Wednesday, May 6, 2015

care?

     What does it mean when someone says they care about someone else?  There are an infinite number of ways to care about some one.  If two people live 3 states away, and there is never any face to face, phone, e-mail, snail mail, or any other contact between them, do they care about each other?  Seems like if one of the people is elderly and unable to initiate those forms of contact, then the other person could take the time to reach out and show that they care.  If the younger of the two people occasionally talks to other people in the family about the elderly person, does that mean that they care?  Seems that possibly they say that they care when really they are nosey and just wanting to give the impression that they care.  If they really cared, would they send a card?  When it was made known that the elderly person very much enjoys receiving snail mail but the younger person never once mailed a card or a picture of their young children, do they still care?  Aren't they just feeling guilty that they don't interact with the person?  
These are some common definitions of "CARE":

noun
  1. 1
    the provision of what is necessary for the health, welfare, maintenance, and protection of someone or something.
    "the care of the elderly"
  2. 2
    serious attention or consideration applied to doing something correctly or to avoid damage or risk.
    "he planned his departure with great care"
verb
  1. 1
    feel concern or interest; attach importance to something.
    "they don't care about human life"
  2. 2
    look after and provide for the needs of.
    "he has numerous animals to care for"
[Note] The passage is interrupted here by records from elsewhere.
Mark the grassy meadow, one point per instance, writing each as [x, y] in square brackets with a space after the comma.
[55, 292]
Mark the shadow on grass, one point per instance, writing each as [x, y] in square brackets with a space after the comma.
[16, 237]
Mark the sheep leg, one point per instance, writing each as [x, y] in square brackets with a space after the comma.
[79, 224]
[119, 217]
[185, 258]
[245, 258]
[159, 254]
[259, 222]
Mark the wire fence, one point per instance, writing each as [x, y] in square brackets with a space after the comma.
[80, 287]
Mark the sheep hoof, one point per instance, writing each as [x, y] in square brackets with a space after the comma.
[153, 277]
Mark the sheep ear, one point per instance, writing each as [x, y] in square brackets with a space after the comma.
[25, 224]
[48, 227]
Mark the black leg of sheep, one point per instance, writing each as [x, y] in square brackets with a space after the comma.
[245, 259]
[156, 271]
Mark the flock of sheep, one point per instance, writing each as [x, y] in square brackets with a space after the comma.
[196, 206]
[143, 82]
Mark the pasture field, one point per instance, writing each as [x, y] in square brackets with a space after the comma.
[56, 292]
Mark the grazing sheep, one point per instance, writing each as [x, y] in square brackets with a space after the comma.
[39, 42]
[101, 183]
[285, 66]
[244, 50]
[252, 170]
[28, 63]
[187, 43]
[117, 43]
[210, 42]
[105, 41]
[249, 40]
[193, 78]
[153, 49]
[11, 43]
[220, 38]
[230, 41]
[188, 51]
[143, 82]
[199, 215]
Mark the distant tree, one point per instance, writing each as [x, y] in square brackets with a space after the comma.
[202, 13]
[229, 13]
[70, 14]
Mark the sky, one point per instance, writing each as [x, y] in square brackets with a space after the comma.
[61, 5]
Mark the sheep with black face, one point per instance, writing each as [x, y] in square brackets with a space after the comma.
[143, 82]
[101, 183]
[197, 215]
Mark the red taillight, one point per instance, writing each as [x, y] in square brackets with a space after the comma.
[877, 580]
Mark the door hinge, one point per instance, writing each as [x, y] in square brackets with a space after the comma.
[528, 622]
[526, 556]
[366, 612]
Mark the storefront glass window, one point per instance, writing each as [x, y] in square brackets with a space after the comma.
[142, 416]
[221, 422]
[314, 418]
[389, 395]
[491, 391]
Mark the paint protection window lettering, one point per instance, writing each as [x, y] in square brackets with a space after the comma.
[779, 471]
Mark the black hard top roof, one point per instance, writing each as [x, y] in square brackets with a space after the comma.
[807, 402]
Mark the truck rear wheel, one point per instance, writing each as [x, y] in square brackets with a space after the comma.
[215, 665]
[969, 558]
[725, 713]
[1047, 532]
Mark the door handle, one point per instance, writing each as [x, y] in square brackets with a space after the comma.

     In the provision of what is necessary, seems like sending a card in the mail would contribute to the health and welfare of a lonely Grandparent.  I guess if someone just feels concern or interest in
another person, they wouldn't need to take any action to express that feeling.  They could experience that feeling and not share it with the one they were concerned or interested in.    So according to the first verb definition of care, someone on the outside of a relationship may not be able to know that one person cares about another.  That is a personal experience of feeling and does not, by definition, require any action.  I imagine that it is potentially uncomfortable for a person to feel concern or interest in another person and not express it.  This discomfort may manifest as anger towards those who are actively expressing their feelings of concern through action.  It may manifest as guilt and gossip.
From now on, I will find a better word than care.  I want to do more than just care about people from afar.  I want to be involved in their life.  I don't want to sit back feeling concern or interest in someone and allow it to go unexpressed.